Days 64-68: Fostering The Toxic Environment of Woman-on-Woman Cattiness

I am 33 years old and in the past 12 months is the very first time I can say, with absolutism, I have had an authentic, well-established, respected friendship with another woman. I can say with absolutism that female relationship didn’t feel like a competition nor did it feel like there was any softly masked cattiness.

It was the first time where I trusted another woman.

It was the first time where I wanted another woman to succeed…to feel love… to feel comfort … to go on with her life with at least one supporter backing her without malicious motive. And with that, I felt – for the FIRST time – I had another person of my same gender rooting me on in life…wanting me to continue in this upward trajectory…..

And it felt euphoric. 

Let me back up so you understand where I am coming from with all of this. I have four lovely sisters of different backgrounds, beauty, and talents and while  – I believe – there is a mutual respect and love today, how we were raised didn’t reflect that same respect.

I was a blonde-haired, blue-eyed motor mouth, that also was lacking in the physical department. I was always physically heavier than my sisters albeit with more height. I looked differently than them in the face – I still have this dreaded cherub face to this day, stacked in the bosom area, and a rear end that unfortunately will not quit. Like most, my family placed value on standard beauty.

I didn’t fit that misplaced societal standard. I just didn’t. My sisters, on the other hand, were gifted physically being very slender or just enough weight as to not be ridiculed by the entire neighborhood. That’s not a fallacy, that is a truth.

I wasn’t accepted by 85 percent of the ladies I grew up with. I didn’t speak well enough as I didn’t lose my stutter until I was out of high school by many years; I lacked any sort of self-awareness or confidence; I didn’t know who I was except for the fact that I wasn’t acceptable by the standards of my fellow woman.

I never had an honest-to-god strong female relationship until this past year and honestly, it has crippled me mentally, emotionally, and psychologically. 

Woaaaahhhhhhh. There goes Tammy being too honest again. 

Sorry. My bad.

Don’t throw any of your pathetic pity my way, though, for today I am a mental giant; I am an emotional warrior, but the fact is, up until 12 months ago…heck maybe even 8 months ago…the lack of female role models in my life hindered me.

I never had that. I only observed – and felt – the cruel contempt women have for other women and often times in their same “circle”. Up front, they plaster on a fake facade and seem to congratulate them on their successes, but when their back is turned, let the slander begin. I observed women tearing down women on a physical scale — I felt the brunt of being bullied by girls because I was a four-eyed, fat nerd with a horrible stutter.
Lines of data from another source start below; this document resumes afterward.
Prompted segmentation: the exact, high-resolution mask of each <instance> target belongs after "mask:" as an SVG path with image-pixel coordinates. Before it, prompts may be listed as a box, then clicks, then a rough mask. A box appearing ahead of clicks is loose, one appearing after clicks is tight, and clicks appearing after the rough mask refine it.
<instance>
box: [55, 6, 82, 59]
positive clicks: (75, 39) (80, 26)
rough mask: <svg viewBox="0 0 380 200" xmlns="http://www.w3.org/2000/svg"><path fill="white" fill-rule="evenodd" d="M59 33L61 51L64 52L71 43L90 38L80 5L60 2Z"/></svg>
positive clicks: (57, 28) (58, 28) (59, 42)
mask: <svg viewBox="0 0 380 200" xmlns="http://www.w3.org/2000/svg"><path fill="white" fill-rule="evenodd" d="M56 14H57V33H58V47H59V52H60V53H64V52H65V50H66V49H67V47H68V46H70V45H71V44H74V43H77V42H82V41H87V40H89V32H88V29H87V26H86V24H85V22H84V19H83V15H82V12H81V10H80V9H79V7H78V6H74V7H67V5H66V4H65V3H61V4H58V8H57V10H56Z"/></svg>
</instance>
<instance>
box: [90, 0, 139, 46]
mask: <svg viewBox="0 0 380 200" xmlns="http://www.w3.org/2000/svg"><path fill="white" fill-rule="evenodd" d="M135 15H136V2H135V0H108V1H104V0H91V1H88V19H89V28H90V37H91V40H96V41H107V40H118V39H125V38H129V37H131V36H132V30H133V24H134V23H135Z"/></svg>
Thinking back, it hurts. But the reason it hurts is because I allowed irrelevant people dictate how much worth I placed on myself as a woman.

Now, that hurts.

I allowed it. I perpetuated that. I allowed to be that catty whore to other beautiful, intelligent, talented women because I was projecting my own insecurities unto those who were magnificently secure.

In the process, I only managed to “feel safe” with boys…and then pimply, stinky teenage boys…and then men, and in the mix of all that, I became objectified.
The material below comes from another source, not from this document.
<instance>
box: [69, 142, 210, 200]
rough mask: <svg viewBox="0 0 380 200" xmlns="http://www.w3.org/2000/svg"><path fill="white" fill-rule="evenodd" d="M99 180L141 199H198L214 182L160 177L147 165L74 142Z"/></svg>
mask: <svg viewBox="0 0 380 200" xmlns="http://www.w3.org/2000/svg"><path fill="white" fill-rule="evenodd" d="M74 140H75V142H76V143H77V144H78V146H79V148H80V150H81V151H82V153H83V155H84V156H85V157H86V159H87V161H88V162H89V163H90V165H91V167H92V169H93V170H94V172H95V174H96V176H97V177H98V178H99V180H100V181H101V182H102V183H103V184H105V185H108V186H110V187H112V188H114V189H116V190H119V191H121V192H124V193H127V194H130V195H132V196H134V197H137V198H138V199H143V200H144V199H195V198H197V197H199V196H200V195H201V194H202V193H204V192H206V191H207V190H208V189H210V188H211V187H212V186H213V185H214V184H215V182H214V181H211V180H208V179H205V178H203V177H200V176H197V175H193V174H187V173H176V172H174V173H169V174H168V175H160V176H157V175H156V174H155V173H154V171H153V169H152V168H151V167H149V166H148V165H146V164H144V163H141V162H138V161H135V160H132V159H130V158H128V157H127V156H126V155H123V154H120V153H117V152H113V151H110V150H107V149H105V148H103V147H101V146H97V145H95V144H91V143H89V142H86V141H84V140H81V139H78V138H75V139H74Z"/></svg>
I became an object of their affection. I became fixated on how much value they placed on me… Was I pretty enough? Did I need to show more boobs? Did I need lose 5 more pounds?

Female relationships and how we view our own sexuality, self-worth, and impending male relationships are interwoven into something that I can’t even understand.

Yes, I would say most of women have fostered the toxic environment of woman-on-woman cattiness with intent or without it doesn’t matter — what does matter is that we become aware of it and promote woman-on-woman support.  We do not need any more help in the woman-bashing department. After all, there’s a whole other gender that does enough of that for us.

This world is a cruel f**king place. Those are facts.

There’s enough people in this world that condemn woman’s looks – by any physical standard – when her opinion differs from theirs or when she strikes a nerve or simply because she is succeeding in life and they are still dealing with a pit of misery.

There are enough men – and women – who constantly and inefficiently belittle, condemn, and perpetuate this myth that women can’t possibly support and empower other strong women.

Bullshit.

This past year has taught me quite the opposite and I say why foster such a degrading environment when we can turn the tables and foster an environment that gives other women the tools to feel secure within themselves.

Constructing a place where everyone…EVERYONE…every woman of any talent can have her shine.

And it’s perfectly fine because you’ll get your shine, too.